En ces temps de Covid-19, on a vu que l'État du Sénégal a placé sa souveraineté sanitaire sur les commandes et les dons de médicaments à l'étranger. Quelles peuvent être les conséquences ?

On commence à les vivre. Là actuellement, il y a une rupture drastique de médicaments au niveau national parce que plusieurs pays n'exportent plus de médicaments.

Vous voulez parler du phénobarbital et du paracétamol, deux molécules que vous produisiez…

Il y en a d'autres : la terpine codéine (pour la toux), le parégorique.

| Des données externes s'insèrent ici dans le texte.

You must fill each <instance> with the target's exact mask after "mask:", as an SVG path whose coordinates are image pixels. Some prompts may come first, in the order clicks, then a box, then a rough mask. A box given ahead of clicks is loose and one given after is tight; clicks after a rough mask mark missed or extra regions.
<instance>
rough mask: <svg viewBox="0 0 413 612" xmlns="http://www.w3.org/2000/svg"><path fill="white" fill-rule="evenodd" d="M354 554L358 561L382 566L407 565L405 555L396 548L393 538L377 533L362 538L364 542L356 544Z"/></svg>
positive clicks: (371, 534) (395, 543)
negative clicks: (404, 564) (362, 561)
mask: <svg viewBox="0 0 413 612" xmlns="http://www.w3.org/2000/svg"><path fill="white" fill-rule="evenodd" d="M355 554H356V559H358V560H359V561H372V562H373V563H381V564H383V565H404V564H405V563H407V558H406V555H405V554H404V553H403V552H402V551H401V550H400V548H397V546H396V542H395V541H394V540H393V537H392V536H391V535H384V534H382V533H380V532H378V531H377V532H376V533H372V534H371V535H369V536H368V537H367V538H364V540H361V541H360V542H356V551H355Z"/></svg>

Aujourd'hui on est en période de palu, il y a le Quinimax, le paluject… tout ça c'est des produits qu'on fabriquait ici à MédiS Sénégal. C'est actuellement en pénurie.

Il y en a plus. A la pharmacie, il n'y a plus de paracétamol et beaucoup de Sénégalais ont fait le constat. Il n'y a plus de fer pour les femmes enceintes. Plus de Doliprane en sirop.

Aujourd'hui est-ce qu'il y a lieu de s'inquiéter même si on entend la Pna rassurer à chaque fois pour dire qu'elle a passé des commandes ?

Effectivement. L'inquiétude est déjà là. Comme vous le savez, c'est déjà crié partout. Mais chaque fois qu'il y a pénurie qu'est-ce qu'on constate, la Pna sort toujours pour soi-disant rassurer. Mais comment on peut comprendre qu'une usine qui est sur place, tu fais une commande de Phénobarbital en 2 heures on te livre la commande, vous vous permettez d'aller jusqu'en Inde acheter le produit là-bas avec tous les aléas de l'importation, attendre le produit avec tous les risques de retards. Nous ne pouvons pas comprendre.

Il faut comprendre la Pna. Elle a la charge de l'approvisionnement du pays en médicament, elle ne va jamais avouer qu'il y a des ruptures. C'est ce qui explique ses sorties pour démentir. Mais cette rupture, elle est là, l'inquiétude aussi. Sous peu, ça va s'aggraver davantage.